M.-A. F. : Actuellement, l’âge moyen de départ à la retraite de nos affiliés est de 63,9 ans, ce qui est donc très proche de l’âge pivot de 64 ans qui a été évoqué par le haut-commissaire aux retraites. Néanmoins, si cet âge devait évoluer, cela pourrait quand même avoir des conséquences. En effet, à partir de 62 ans, les personnes qui ont la durée de cotisation requise peuvent bénéficier des bonifications dans le régime de base. D’après ce qui est écrit dans le rapport, si l’âge légal de la retraite évolue, les bonifications disparaîtront entre 62 et 64 ans et aboutiront donc à une diminution des pensions.
Quels conseils donneriez-vous aux Idels pour anticiper cette réforme ? Est-ce par exemple le momentde racheter des années d’étude ou de faire des placements Madelin ?
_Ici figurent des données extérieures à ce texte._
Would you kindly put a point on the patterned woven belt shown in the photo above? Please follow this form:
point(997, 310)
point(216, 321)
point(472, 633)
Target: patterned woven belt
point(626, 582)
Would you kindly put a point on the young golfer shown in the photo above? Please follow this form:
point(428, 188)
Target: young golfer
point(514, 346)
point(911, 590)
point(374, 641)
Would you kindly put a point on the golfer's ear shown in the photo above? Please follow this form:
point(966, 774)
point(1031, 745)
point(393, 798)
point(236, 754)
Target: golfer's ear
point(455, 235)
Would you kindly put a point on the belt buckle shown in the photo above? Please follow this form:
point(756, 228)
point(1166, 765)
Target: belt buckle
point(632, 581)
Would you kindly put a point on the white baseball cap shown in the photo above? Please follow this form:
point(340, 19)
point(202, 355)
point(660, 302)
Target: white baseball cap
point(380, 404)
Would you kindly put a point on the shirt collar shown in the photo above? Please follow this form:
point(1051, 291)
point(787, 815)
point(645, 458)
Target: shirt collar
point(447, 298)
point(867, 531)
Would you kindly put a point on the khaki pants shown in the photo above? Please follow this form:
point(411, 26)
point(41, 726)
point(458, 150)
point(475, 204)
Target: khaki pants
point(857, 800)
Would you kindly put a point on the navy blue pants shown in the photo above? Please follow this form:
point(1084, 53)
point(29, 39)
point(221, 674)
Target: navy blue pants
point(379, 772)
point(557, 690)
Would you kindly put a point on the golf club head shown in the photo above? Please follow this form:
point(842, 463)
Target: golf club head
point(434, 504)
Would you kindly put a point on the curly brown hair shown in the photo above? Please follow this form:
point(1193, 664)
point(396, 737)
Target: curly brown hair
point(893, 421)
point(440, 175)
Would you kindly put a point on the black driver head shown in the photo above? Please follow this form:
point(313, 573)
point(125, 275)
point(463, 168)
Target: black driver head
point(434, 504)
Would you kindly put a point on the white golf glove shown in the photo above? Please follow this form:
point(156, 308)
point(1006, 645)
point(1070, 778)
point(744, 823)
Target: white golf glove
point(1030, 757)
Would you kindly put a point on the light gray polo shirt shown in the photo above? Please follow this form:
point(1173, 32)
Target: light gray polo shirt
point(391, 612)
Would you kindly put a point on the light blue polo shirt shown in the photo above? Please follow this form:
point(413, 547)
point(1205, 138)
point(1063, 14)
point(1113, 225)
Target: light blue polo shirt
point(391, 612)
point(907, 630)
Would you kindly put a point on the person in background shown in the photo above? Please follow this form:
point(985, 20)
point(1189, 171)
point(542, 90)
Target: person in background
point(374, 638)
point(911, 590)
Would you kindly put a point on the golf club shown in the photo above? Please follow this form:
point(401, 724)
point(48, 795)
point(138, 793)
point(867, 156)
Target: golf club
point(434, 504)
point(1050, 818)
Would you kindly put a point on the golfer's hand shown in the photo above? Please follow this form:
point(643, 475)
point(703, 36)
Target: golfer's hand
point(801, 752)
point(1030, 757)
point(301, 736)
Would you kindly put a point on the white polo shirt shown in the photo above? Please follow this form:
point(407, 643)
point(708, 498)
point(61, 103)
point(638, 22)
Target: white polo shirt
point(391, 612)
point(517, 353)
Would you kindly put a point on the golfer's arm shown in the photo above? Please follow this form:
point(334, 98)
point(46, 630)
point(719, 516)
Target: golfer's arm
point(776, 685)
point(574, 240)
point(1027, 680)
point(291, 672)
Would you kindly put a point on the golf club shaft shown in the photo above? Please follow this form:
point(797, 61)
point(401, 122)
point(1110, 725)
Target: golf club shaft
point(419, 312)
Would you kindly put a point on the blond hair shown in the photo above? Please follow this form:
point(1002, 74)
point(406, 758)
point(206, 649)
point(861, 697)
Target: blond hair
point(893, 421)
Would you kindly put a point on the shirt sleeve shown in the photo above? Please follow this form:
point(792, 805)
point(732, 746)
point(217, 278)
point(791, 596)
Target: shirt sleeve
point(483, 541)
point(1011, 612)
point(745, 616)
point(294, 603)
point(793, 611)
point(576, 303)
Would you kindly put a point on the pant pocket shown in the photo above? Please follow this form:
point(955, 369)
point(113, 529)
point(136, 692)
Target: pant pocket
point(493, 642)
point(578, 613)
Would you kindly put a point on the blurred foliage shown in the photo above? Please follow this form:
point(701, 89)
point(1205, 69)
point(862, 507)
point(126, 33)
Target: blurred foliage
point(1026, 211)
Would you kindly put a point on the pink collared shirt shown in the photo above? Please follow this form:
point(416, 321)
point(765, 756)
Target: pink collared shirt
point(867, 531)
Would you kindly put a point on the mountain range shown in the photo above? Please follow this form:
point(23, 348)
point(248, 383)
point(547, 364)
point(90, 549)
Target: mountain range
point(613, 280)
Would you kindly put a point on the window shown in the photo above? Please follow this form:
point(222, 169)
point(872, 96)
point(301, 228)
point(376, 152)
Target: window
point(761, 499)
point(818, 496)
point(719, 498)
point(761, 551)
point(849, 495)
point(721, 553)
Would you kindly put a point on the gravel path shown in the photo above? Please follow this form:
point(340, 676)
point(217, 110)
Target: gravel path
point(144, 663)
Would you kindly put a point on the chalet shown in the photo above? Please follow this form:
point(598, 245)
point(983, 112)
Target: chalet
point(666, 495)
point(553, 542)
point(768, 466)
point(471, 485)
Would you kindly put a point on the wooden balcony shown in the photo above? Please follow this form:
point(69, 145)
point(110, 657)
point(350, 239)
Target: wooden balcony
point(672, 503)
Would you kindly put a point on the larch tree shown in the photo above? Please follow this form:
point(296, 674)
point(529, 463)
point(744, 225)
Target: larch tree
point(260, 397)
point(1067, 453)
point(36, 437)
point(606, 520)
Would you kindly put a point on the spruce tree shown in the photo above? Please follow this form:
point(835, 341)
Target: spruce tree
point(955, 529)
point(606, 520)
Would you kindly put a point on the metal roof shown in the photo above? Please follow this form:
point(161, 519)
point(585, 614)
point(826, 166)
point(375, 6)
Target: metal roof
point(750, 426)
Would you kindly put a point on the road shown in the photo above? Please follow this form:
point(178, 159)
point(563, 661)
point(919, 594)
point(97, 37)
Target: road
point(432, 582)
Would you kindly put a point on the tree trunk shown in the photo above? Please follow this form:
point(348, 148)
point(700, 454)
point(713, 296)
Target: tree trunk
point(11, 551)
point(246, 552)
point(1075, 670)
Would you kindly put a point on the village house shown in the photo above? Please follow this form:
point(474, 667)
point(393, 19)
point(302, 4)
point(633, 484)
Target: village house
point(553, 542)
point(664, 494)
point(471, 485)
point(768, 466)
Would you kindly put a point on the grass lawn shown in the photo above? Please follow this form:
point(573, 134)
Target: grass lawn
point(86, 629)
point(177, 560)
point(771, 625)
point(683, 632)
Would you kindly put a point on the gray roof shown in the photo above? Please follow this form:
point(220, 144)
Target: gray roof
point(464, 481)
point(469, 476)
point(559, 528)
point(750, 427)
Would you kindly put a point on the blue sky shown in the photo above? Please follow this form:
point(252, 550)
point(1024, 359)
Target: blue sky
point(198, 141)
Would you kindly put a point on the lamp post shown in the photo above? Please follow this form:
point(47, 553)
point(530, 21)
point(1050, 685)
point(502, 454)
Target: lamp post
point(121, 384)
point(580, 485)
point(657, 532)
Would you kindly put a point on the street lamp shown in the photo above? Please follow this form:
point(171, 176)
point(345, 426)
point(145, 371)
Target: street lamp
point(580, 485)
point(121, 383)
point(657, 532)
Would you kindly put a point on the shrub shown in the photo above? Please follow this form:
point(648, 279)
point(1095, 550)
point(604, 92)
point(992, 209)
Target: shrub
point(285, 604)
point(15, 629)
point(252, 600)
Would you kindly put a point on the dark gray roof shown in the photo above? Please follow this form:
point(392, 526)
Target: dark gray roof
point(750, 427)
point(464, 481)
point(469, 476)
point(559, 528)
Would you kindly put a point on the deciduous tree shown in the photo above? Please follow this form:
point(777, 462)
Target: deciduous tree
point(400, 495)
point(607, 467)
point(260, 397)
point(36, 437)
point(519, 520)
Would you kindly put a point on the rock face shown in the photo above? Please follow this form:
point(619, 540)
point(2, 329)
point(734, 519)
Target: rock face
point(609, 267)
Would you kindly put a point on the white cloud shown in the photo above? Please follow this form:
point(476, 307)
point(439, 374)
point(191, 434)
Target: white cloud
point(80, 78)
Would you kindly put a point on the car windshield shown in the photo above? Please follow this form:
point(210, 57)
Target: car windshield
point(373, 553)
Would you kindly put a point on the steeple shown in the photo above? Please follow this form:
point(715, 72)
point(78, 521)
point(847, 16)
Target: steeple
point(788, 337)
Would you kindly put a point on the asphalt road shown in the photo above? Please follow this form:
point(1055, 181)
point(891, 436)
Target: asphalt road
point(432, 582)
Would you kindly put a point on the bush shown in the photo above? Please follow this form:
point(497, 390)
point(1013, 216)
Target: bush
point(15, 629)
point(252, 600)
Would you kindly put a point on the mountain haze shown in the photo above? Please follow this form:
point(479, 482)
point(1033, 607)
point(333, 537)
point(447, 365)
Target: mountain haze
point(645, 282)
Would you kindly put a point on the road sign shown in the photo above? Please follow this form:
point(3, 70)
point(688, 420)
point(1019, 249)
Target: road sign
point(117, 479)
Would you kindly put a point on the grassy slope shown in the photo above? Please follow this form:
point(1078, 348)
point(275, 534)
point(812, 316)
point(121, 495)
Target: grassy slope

M.-A. F. : Le rachat de trimestres d’études coûte très cher et ce n’est pas toujours judicieux. Si l’on peut, je préconise effectivement d’aller sur du Madelin, car cela permet d’améliorer les pensions. Mais tout dépend des revenus, de l’âge…
Peut-on se faire conseiller par la Carpimko sur ces questions ?
M.-A. F. : La Carpimko peut répondre aux questions des affiliés sur les régimes obligatoires, on peut d’ailleurs téléphoner ou prendre rendez-vous au siège, mais pas sur les régimes facultatifs. J’en profite pour appeler à la vigilance sur le démarchage téléphonique. Certaines personnes se présentent au téléphone en se disant mandatées par la Carpimko. C’est mensonger, nous ne mandatons personne.
La Carpimko va-t-elle disparaître avec la réforme ?
M.-A. F. : A priori, la Carpimko va continuer à exister et elle s’occupera de la liquidation des pensions ainsi que du régime invalidité-décès et de l’action sociale. En revanche, nous risquons de perdre le recouvrement au profit des Urssaf.
Les libéraux auront-ils leur mot à dire dans la gouvernance du futur régime universel ?
M.-A. F. : C’est effectivement la question. Et nous faisons tout pour que les libéraux, dont les auxiliaires médicaux, soient représentés dans le futur régime, mais rien n’est garanti.
La Caisse autonome de retraite et de prévoyance des infirmiers, masseurs-kinésithérapeutes, pédicures-podologues, orthophonistes et orthoptistes est l’une des dix sections professionnelles de l’organisation autonome d’assurance vieillesse des professions libérales. Elle collecte les cotisations retraites de ses affiliés et verse les pensions. Elle s’occupe également de la caisse invalidité-décès et dispose d’un budget consacré à l’action sociale. La Carpimko est gérée parun conseil d’administration élu par ses affiliés et composé de vingt-deux membres titulaires et vingt-deux membres suppléants. Il établit, notamment, les statuts et vote les différents budgets.